I'm pretty sure that scene was meant to resemble a giallo scene, like the genre/aesthetic he was working on daily and his life were beginning to blend into each other

Chris S, Tuesday, 29 January 2013 10:36 (eleven years ago) link

it took me a while to realise he actually resided in the studio

yeah, that was a big oh duh! moment for me too. i like the idea of the studio itself being some sort of actively malevolent entity, somewhere between a haunted house and HAL, but i'd probably have to go at the movie like an axe to a melon to make it fit that theory

a la recherche du tempbans perdu (NickB), Tuesday, 29 January 2013 10:38 (eleven years ago) link

you might not have to stretch that theory that far (although not as a literal reading of course). note that at every recording session the guy pulling the switch - whose face you never see - was always wearing black leather gloves (and the pull resembling a giallo knife slash). I guess the studio could be read as a site of a psychological violence (going on strictly in Toby's head)

Chris S, Tuesday, 29 January 2013 10:45 (eleven years ago) link

btw, and this may reveal some of my hilarious dumbness wrt not getting it, but was i right in assuming that the 'standard setting' (i.e. cinema presentation) is that the italian was unsubtitled?

Bill Goldberg Variations (Merdeyeux), Tuesday, 29 January 2013 10:52 (eleven years ago) link

In a way I'm kind of glad there was no big reveal or a big scare. The whole plot was rather understated, and really the only actual "horror" ultimately comes from Jones's feelings of alienation and the bullying nature of his employers. I think everyone's been there - feeling helpless in a new job or other environment can feel a little like going temporarily mad, and this reflected it.

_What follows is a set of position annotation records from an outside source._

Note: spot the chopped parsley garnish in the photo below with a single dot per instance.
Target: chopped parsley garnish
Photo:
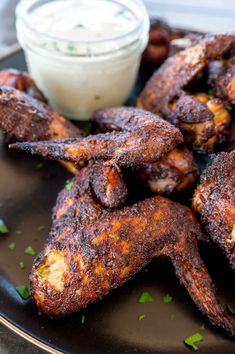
(230, 310)
(69, 185)
(40, 227)
(39, 166)
(167, 298)
(41, 272)
(145, 297)
(3, 227)
(79, 25)
(12, 246)
(22, 265)
(29, 251)
(23, 291)
(192, 340)
(211, 93)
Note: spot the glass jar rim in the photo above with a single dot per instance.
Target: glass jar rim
(23, 6)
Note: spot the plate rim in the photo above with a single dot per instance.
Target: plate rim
(27, 336)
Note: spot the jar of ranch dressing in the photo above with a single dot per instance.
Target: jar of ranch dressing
(83, 54)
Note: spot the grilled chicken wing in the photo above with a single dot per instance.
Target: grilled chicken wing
(165, 93)
(214, 200)
(225, 81)
(22, 82)
(145, 138)
(91, 251)
(175, 172)
(27, 119)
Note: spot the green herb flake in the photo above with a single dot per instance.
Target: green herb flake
(230, 310)
(71, 48)
(22, 265)
(69, 186)
(40, 227)
(192, 340)
(211, 93)
(12, 246)
(145, 297)
(167, 298)
(39, 166)
(3, 227)
(30, 251)
(23, 291)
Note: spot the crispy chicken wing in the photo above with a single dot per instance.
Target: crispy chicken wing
(165, 93)
(175, 172)
(27, 119)
(214, 200)
(145, 138)
(22, 82)
(91, 251)
(225, 81)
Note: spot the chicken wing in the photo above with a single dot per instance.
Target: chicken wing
(22, 82)
(146, 139)
(165, 93)
(175, 172)
(214, 200)
(91, 251)
(27, 119)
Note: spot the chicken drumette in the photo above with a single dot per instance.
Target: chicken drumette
(91, 250)
(203, 121)
(214, 200)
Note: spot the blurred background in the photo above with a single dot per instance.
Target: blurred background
(202, 15)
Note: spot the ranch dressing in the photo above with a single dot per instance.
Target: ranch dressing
(83, 54)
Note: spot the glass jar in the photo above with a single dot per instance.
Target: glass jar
(83, 54)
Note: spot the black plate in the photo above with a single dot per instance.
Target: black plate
(111, 325)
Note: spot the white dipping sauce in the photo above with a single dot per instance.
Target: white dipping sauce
(83, 54)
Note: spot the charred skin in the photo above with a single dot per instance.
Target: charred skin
(203, 121)
(225, 82)
(167, 86)
(25, 118)
(214, 200)
(95, 251)
(21, 81)
(146, 139)
(175, 172)
(163, 42)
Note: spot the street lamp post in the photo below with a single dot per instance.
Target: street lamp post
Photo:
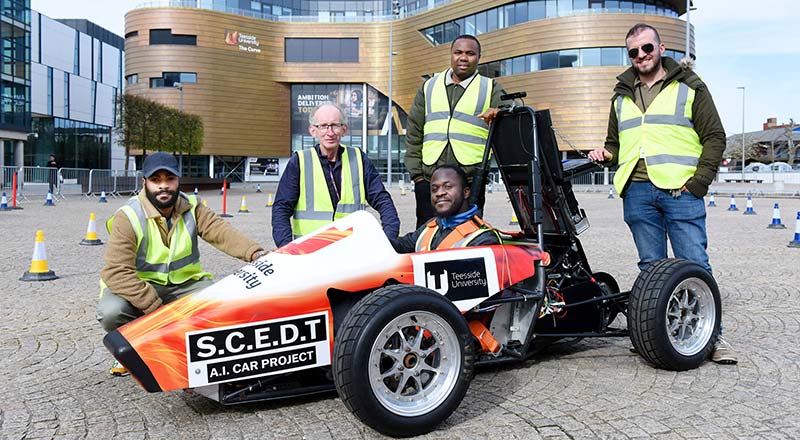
(389, 116)
(688, 24)
(743, 152)
(179, 86)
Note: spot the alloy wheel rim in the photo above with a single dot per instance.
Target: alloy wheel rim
(414, 363)
(690, 314)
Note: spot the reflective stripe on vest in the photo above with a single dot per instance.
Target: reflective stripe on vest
(157, 263)
(465, 132)
(314, 207)
(461, 236)
(664, 135)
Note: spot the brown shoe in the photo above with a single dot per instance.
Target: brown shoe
(118, 369)
(724, 353)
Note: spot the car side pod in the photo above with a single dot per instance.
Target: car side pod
(123, 352)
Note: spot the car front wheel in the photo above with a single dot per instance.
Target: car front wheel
(674, 314)
(403, 360)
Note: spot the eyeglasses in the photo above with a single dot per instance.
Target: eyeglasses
(325, 127)
(647, 48)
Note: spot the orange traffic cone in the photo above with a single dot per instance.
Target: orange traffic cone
(91, 232)
(39, 269)
(243, 209)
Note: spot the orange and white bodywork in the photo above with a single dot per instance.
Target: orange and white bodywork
(274, 316)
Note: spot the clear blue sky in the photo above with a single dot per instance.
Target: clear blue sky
(750, 43)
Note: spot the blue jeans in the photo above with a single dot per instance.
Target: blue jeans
(653, 215)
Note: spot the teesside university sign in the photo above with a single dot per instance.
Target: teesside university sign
(246, 43)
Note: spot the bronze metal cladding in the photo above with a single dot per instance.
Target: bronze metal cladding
(244, 96)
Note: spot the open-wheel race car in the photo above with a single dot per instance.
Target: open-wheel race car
(398, 336)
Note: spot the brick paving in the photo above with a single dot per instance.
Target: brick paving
(54, 380)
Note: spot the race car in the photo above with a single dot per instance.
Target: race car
(398, 336)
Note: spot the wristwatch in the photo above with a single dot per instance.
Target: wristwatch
(258, 254)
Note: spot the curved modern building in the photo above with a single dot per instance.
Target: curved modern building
(254, 69)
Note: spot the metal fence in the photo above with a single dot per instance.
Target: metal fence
(35, 182)
(7, 182)
(113, 182)
(73, 182)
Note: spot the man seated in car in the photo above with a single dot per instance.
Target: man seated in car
(456, 223)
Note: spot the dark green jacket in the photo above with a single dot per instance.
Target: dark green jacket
(415, 133)
(704, 117)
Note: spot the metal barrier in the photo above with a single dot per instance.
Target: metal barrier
(73, 182)
(113, 182)
(37, 181)
(7, 182)
(127, 182)
(101, 181)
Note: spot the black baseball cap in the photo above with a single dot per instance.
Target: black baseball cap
(160, 161)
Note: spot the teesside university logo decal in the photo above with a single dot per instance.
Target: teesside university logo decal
(458, 280)
(245, 42)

dog latin, Tuesday, 29 January 2013 10:58 (eleven years ago) link

I watched it with subtitles

dog latin, Tuesday, 29 January 2013 10:58 (eleven years ago) link

The splitting of the screen/splitting of the protaganist's mind + personality seemed to be riffing on PERSONA to some extent

Ward Fowler, Tuesday, 29 January 2013 11:08 (eleven years ago) link

There were some really great shots in this film. I appreciated watching it on my mate's massive HD screen.

dog latin, Tuesday, 29 January 2013 11:26 (eleven years ago) link

There were subtitles when I saw it at the cinema.

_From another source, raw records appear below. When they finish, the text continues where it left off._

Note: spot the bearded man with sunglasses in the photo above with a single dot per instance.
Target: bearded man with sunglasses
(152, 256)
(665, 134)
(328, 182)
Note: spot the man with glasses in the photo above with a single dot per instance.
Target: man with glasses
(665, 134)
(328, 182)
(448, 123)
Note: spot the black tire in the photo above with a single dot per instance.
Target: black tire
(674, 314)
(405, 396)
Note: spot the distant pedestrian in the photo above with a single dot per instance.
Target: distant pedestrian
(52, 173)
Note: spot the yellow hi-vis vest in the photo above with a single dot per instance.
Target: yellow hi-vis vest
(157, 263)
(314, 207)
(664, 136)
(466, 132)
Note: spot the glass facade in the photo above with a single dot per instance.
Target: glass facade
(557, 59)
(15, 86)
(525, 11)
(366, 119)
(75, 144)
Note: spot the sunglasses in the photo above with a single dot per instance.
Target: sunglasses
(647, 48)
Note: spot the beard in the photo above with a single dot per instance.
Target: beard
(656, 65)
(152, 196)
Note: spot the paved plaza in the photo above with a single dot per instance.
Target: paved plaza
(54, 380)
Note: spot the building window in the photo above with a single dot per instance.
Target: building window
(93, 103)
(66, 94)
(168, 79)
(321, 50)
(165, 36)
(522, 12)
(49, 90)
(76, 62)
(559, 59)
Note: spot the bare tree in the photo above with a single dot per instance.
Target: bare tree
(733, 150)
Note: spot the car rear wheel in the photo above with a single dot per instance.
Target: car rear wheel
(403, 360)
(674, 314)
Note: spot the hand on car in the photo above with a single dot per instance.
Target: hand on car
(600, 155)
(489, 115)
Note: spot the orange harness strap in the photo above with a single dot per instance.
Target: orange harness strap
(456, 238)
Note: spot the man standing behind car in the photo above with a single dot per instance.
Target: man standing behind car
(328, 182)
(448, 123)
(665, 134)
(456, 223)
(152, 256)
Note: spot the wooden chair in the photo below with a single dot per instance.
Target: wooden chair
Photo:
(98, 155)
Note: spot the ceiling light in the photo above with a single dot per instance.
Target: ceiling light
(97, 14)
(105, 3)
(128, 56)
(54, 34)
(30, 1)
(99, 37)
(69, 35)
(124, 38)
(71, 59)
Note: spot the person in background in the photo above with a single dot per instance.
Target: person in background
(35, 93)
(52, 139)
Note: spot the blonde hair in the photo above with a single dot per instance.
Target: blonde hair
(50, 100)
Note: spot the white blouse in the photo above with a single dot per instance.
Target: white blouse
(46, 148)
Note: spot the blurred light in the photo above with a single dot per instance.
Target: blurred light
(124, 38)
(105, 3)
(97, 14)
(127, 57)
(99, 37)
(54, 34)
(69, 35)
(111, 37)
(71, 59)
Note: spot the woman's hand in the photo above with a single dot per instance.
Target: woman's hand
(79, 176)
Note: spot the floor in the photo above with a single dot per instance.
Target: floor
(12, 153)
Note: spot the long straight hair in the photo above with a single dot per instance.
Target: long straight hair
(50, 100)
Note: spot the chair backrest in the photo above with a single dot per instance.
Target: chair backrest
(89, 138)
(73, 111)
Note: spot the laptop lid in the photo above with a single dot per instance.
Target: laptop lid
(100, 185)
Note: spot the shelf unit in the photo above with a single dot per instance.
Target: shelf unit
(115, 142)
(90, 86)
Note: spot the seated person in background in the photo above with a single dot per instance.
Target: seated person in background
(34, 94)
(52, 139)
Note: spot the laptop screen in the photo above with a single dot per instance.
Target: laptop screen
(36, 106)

Chewshabadoo, Tuesday, 29 January 2013 14:40 (eleven years ago) link

i fell asleep

zero dark (s1ocki), Tuesday, 29 January 2013 16:03 (eleven years ago) link

so watching this without realising subtitles were an option was interesting

attempt to look intentionally nerdy, awkward or (thomp), Sunday, 10 February 2013 15:09 (eleven years ago) link

oops, ha, i feel slightly dumb for also assuming no subtitles. but it seemed to work!

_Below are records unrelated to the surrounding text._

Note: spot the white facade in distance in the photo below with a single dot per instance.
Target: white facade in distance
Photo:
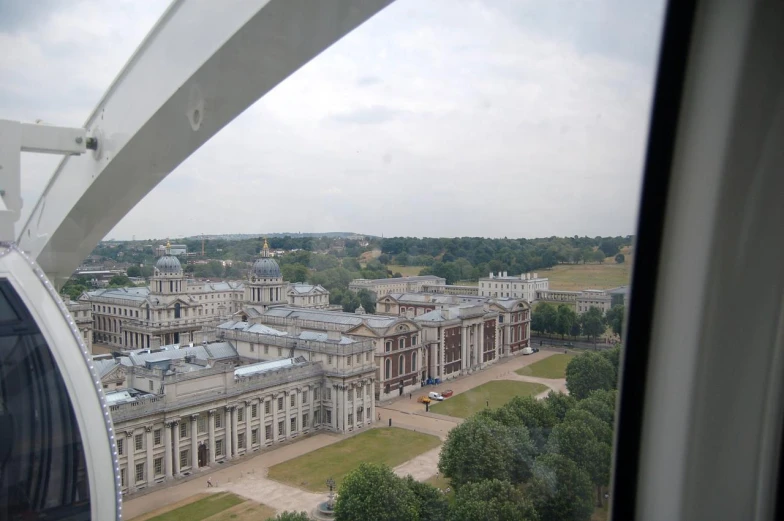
(523, 286)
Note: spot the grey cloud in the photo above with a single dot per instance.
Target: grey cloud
(366, 81)
(367, 116)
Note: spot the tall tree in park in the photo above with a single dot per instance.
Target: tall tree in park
(482, 448)
(560, 490)
(575, 440)
(432, 504)
(543, 318)
(375, 492)
(565, 320)
(537, 418)
(491, 500)
(589, 372)
(593, 323)
(614, 318)
(559, 404)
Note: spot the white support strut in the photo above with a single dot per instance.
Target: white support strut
(201, 66)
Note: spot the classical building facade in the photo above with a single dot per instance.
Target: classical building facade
(381, 287)
(83, 316)
(177, 411)
(523, 286)
(173, 308)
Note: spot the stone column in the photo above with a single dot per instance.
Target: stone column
(176, 462)
(481, 344)
(150, 467)
(194, 442)
(234, 446)
(287, 407)
(228, 437)
(130, 446)
(211, 429)
(167, 460)
(274, 407)
(344, 399)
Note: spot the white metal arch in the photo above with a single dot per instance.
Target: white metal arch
(202, 65)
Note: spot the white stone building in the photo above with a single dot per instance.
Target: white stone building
(523, 286)
(177, 411)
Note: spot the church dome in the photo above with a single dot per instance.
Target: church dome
(168, 264)
(266, 268)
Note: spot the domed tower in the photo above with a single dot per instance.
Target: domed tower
(167, 277)
(265, 285)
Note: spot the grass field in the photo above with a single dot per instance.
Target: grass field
(551, 367)
(391, 446)
(406, 271)
(212, 507)
(574, 277)
(497, 393)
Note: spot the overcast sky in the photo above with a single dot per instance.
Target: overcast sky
(493, 118)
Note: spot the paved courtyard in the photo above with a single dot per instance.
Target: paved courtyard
(248, 478)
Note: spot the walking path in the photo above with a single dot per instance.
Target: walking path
(248, 478)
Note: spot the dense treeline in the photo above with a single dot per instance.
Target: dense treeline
(468, 258)
(529, 460)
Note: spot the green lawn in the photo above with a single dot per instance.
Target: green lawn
(406, 271)
(497, 393)
(574, 277)
(551, 367)
(388, 445)
(202, 509)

hot young stalin (Merdeyeux), Sunday, 10 February 2013 15:14 (eleven years ago) link

yeah, for the first hour it doesn't seem odd at all. and the first time toby's dubbed into italian it's something really straightforward - "chi e? chi e? .... polizei!" - that you've just heard him say, so you get accustomed to the idea, and so then it just seems like a deliberate decision. especially since there's only about two minutes of continuous speech in the following 20 minutes.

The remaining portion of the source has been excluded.